Au moment où tout semblait bloqué, le parangon orthodoxe des équilibres financiers accepta de plier (fit mine de céder), au moins momentanément sur ce point rédhibitoire.
Cette décision aurait trois avantages aux yeux du pouvoir.
Le premier, et il est décisif pour Emmanuel Macron, est que, désormais, plus rien ne s'oppose à ce que le projet initial soit présenté en Conseil des ministres puis validé par une chambre d'enregistrement qui s'appelle encore le Parlement. Il aura, ainsi, beau jeu de prétendre valider ses promesses, même si ces ratifications sont faites à coûts exorbitants, en contradiction avec ses engagements de réduction des déficits.
Le deuxième est qu'Édouard Philippe et le gouvernement vont désormais paraître (c'est, en tout cas, leur espoir) comme des modèles de négociateurs sociaux qui écoutent, discutent et s'amendent.
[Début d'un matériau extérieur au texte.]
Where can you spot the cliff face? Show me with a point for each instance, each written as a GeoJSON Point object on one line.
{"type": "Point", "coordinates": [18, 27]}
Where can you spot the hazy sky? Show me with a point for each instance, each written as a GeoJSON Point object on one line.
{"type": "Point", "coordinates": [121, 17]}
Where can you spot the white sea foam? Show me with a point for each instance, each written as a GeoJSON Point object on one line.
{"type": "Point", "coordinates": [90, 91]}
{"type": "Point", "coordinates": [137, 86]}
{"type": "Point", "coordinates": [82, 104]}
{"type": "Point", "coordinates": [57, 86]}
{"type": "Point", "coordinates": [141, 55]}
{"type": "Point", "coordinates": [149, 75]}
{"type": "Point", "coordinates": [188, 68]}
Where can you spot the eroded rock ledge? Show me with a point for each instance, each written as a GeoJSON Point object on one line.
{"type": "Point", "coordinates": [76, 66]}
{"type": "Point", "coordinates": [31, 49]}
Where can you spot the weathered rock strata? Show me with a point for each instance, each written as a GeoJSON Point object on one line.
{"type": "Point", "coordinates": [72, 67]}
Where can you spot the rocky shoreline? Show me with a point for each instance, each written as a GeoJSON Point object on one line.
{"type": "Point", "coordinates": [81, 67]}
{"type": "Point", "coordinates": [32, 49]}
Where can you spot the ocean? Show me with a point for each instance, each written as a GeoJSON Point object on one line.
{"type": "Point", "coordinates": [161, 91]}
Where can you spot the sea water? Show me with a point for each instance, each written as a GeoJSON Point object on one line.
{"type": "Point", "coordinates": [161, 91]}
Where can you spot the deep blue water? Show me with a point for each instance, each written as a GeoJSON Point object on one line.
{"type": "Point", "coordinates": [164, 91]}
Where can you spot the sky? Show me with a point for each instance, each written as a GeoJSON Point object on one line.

Or, si l'on veut bien observer les choses telles qu'elles se sont réellement produites, la loi Macron n'aura enregistré aucun aménagement, à de modestes exceptions près comme le maintien de quelques régimes spéciaux qu'il qualifiera sans doute de particuliers... si l'on comprend que l'histoire du « pivot d'équilibre » n'était qu'un leurre.
Une troisième aubaine pour le gouvernement est que l'action syndicale, dans son ensemble, perdra évidemment en crédibilité pour s'être laissée enfumer pour une partie, et pour avoir perdu sur l'essentiel, pour une autre partie. S'en remettra-t-elle ? La question reste posée.
Les vrais perdants, dans l'histoire, n'auront pas conscience de leur défaite avant longtemps et à une époque où les responsables du fiasco vivront eux-mêmes leur régime de retraite protégée, voire très spécifique, à l'inverse de celui du commun.